What I remember is the purity of the relationship of these young people and an innocence so different from today’s. As I look at these pictures, how the dancers touch each other, how they embrace [ . . . ] there’s a serenity that as a photographer I’m not used to.Irving Penn, 1995

This exhibition will be dedicated to a rarely seen series of photographs by Irving Penn capturing the groundbreaking work of the American choreographer Anna Halprin. Taken in 1967, the carefully composed images are the result of Penn’s collaboration with the Dancers’ Workshop of San Francisco, which he photographed performing Halprin’s improvisational choreography The Bath. The group of fourteen photographs, which were printed for the first time in 1995, highlights Halprin’s pioneering approach to movement and reveals a more experimental side to Penn’s practice. They have not been shown together in Paris in over 25 years.

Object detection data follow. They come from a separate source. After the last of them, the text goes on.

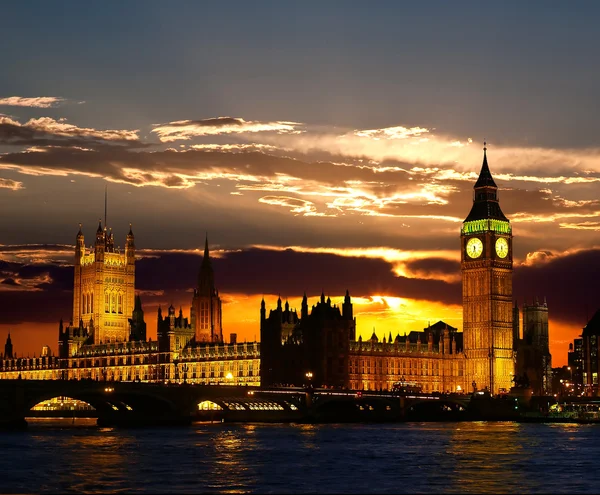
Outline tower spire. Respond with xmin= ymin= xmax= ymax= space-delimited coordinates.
xmin=104 ymin=184 xmax=108 ymax=226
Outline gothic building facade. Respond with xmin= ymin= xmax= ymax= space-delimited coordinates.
xmin=0 ymin=147 xmax=556 ymax=394
xmin=0 ymin=224 xmax=260 ymax=385
xmin=513 ymin=297 xmax=552 ymax=395
xmin=261 ymin=147 xmax=520 ymax=394
xmin=460 ymin=147 xmax=515 ymax=394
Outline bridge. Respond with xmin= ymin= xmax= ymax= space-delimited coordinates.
xmin=0 ymin=380 xmax=471 ymax=427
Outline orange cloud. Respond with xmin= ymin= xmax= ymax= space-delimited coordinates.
xmin=0 ymin=96 xmax=66 ymax=108
xmin=152 ymin=117 xmax=300 ymax=143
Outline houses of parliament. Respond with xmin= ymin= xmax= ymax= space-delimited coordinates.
xmin=0 ymin=147 xmax=551 ymax=394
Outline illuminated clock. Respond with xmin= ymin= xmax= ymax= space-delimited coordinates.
xmin=496 ymin=237 xmax=508 ymax=258
xmin=467 ymin=237 xmax=483 ymax=258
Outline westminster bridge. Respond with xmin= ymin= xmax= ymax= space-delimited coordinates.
xmin=0 ymin=380 xmax=471 ymax=427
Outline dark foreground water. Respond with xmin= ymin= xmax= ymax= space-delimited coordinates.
xmin=0 ymin=419 xmax=600 ymax=493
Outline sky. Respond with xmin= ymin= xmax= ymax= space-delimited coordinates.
xmin=0 ymin=1 xmax=600 ymax=366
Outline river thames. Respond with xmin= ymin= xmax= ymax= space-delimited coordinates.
xmin=0 ymin=419 xmax=600 ymax=493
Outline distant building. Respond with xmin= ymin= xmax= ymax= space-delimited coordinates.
xmin=0 ymin=224 xmax=260 ymax=385
xmin=514 ymin=297 xmax=552 ymax=395
xmin=581 ymin=309 xmax=600 ymax=397
xmin=567 ymin=338 xmax=583 ymax=386
xmin=261 ymin=292 xmax=466 ymax=392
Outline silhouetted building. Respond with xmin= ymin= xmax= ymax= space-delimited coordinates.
xmin=581 ymin=309 xmax=600 ymax=396
xmin=4 ymin=332 xmax=13 ymax=359
xmin=461 ymin=143 xmax=515 ymax=394
xmin=0 ymin=229 xmax=260 ymax=385
xmin=516 ymin=297 xmax=552 ymax=395
xmin=567 ymin=338 xmax=583 ymax=385
xmin=260 ymin=291 xmax=356 ymax=387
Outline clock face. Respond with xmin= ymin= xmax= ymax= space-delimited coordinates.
xmin=467 ymin=237 xmax=483 ymax=258
xmin=496 ymin=237 xmax=508 ymax=258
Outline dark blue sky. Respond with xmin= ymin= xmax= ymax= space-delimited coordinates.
xmin=0 ymin=1 xmax=600 ymax=147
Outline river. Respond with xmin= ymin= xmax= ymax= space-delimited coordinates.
xmin=0 ymin=419 xmax=600 ymax=493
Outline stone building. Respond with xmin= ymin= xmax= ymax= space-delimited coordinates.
xmin=0 ymin=225 xmax=260 ymax=385
xmin=581 ymin=309 xmax=600 ymax=397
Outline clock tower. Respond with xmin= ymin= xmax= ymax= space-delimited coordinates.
xmin=460 ymin=143 xmax=514 ymax=394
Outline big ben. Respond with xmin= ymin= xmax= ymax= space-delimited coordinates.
xmin=460 ymin=143 xmax=514 ymax=394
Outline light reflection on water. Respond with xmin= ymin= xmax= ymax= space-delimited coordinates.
xmin=0 ymin=419 xmax=600 ymax=493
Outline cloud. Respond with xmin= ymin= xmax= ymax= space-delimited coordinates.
xmin=152 ymin=117 xmax=301 ymax=143
xmin=0 ymin=177 xmax=23 ymax=191
xmin=258 ymin=196 xmax=332 ymax=216
xmin=0 ymin=96 xmax=67 ymax=108
xmin=0 ymin=115 xmax=145 ymax=151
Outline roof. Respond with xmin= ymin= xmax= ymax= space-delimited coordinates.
xmin=475 ymin=148 xmax=498 ymax=189
xmin=583 ymin=309 xmax=600 ymax=337
xmin=465 ymin=148 xmax=508 ymax=222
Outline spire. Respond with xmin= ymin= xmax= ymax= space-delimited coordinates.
xmin=475 ymin=141 xmax=498 ymax=189
xmin=465 ymin=142 xmax=508 ymax=222
xmin=198 ymin=234 xmax=215 ymax=296
xmin=104 ymin=184 xmax=108 ymax=225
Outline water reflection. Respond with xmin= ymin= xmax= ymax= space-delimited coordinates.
xmin=0 ymin=422 xmax=600 ymax=493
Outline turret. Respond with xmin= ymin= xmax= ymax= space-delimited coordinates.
xmin=300 ymin=291 xmax=308 ymax=320
xmin=125 ymin=224 xmax=135 ymax=265
xmin=75 ymin=224 xmax=85 ymax=266
xmin=198 ymin=236 xmax=215 ymax=296
xmin=94 ymin=220 xmax=106 ymax=263
xmin=4 ymin=332 xmax=13 ymax=359
xmin=129 ymin=295 xmax=146 ymax=341
xmin=442 ymin=325 xmax=450 ymax=354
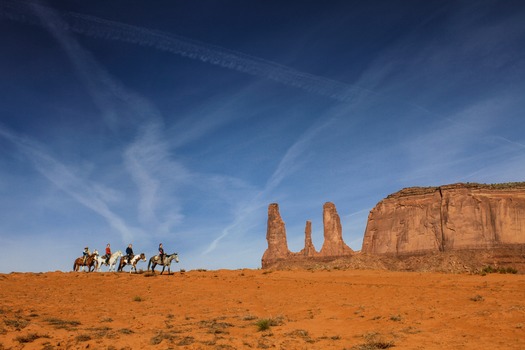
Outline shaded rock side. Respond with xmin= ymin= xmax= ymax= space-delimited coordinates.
xmin=298 ymin=220 xmax=318 ymax=257
xmin=319 ymin=202 xmax=353 ymax=257
xmin=362 ymin=183 xmax=525 ymax=255
xmin=262 ymin=203 xmax=292 ymax=267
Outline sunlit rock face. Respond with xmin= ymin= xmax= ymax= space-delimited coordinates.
xmin=299 ymin=220 xmax=318 ymax=257
xmin=262 ymin=203 xmax=353 ymax=268
xmin=319 ymin=202 xmax=353 ymax=257
xmin=362 ymin=183 xmax=525 ymax=255
xmin=262 ymin=203 xmax=292 ymax=267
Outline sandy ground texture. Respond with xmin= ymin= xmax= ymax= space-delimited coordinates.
xmin=0 ymin=270 xmax=525 ymax=350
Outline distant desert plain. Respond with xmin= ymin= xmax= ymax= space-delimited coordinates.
xmin=0 ymin=269 xmax=525 ymax=350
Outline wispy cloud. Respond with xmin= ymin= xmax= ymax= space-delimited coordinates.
xmin=0 ymin=0 xmax=373 ymax=101
xmin=0 ymin=125 xmax=138 ymax=241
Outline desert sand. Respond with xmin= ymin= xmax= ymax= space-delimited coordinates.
xmin=0 ymin=269 xmax=525 ymax=349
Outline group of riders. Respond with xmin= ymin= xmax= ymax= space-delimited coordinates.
xmin=82 ymin=243 xmax=166 ymax=264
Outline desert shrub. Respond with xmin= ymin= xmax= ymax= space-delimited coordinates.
xmin=149 ymin=332 xmax=174 ymax=345
xmin=351 ymin=332 xmax=394 ymax=350
xmin=44 ymin=317 xmax=80 ymax=329
xmin=390 ymin=315 xmax=402 ymax=322
xmin=4 ymin=317 xmax=29 ymax=331
xmin=15 ymin=333 xmax=49 ymax=343
xmin=480 ymin=265 xmax=518 ymax=276
xmin=255 ymin=316 xmax=283 ymax=332
xmin=470 ymin=294 xmax=485 ymax=301
xmin=119 ymin=328 xmax=135 ymax=334
xmin=255 ymin=318 xmax=272 ymax=332
xmin=75 ymin=334 xmax=91 ymax=342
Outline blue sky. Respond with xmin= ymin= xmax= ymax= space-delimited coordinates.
xmin=0 ymin=0 xmax=525 ymax=272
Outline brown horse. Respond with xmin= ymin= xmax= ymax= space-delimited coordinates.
xmin=117 ymin=253 xmax=146 ymax=273
xmin=73 ymin=250 xmax=98 ymax=272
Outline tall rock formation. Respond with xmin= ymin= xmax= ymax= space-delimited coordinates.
xmin=262 ymin=203 xmax=353 ymax=268
xmin=299 ymin=220 xmax=318 ymax=256
xmin=319 ymin=202 xmax=353 ymax=257
xmin=362 ymin=183 xmax=525 ymax=255
xmin=262 ymin=203 xmax=292 ymax=266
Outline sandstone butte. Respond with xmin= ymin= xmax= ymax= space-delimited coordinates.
xmin=262 ymin=182 xmax=525 ymax=273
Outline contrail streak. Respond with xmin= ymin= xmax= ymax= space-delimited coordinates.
xmin=0 ymin=0 xmax=368 ymax=102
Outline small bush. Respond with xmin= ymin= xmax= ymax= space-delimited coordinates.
xmin=15 ymin=333 xmax=49 ymax=343
xmin=255 ymin=316 xmax=283 ymax=332
xmin=470 ymin=294 xmax=485 ymax=301
xmin=480 ymin=265 xmax=518 ymax=276
xmin=75 ymin=334 xmax=91 ymax=342
xmin=44 ymin=317 xmax=80 ymax=330
xmin=390 ymin=315 xmax=402 ymax=322
xmin=255 ymin=318 xmax=272 ymax=332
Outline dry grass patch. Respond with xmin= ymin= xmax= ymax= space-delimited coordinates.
xmin=15 ymin=333 xmax=49 ymax=344
xmin=44 ymin=317 xmax=81 ymax=331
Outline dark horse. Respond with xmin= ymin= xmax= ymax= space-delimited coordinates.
xmin=73 ymin=251 xmax=98 ymax=272
xmin=148 ymin=253 xmax=179 ymax=275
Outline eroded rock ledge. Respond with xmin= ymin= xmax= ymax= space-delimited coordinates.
xmin=262 ymin=182 xmax=525 ymax=272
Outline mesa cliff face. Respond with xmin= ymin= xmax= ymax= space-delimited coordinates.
xmin=262 ymin=182 xmax=525 ymax=273
xmin=362 ymin=183 xmax=525 ymax=255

The summer of 1967 in San Francisco has become known as the ‘Summer of Love’. Young people converged on the city, drawn to its burgeoning counterculture that broke the taboos of American society, promoting community, altruism, mysticism and free love. Fascinated by the movement, Irving Penn travelled to the Bay Area the following September to document its participants with a series of group portraits to be published in Look magazine. He wanted, as he termed it, to ‘look into the faces of these new San Francisco people through a camera in a daylight studio, against a simple background, away from their own daily circumstances.’

[ . . . ]

Dance was a recurring theme throughout Penn’s career. From his photographs of the American ballet companies in 1946, to his 1999 series capturing the movements of dancer and choreographer Alexandra Beller, the artist maintained an interest in new and avant-garde forms of performance. It is undoubtedly thanks to his affinity for the art form that Penn was able to capture The Bath with such acuteness. Where Halprin found that the photographs brought out the essence of her own work, Penn remarked that they gave him a sense of ‘serenity’, which he was, in his words, ‘not used to.’ The series, therefore represents a unique confluence between modern photography and postmodern dance and constitutes a rare document of the meeting of two artistic minds.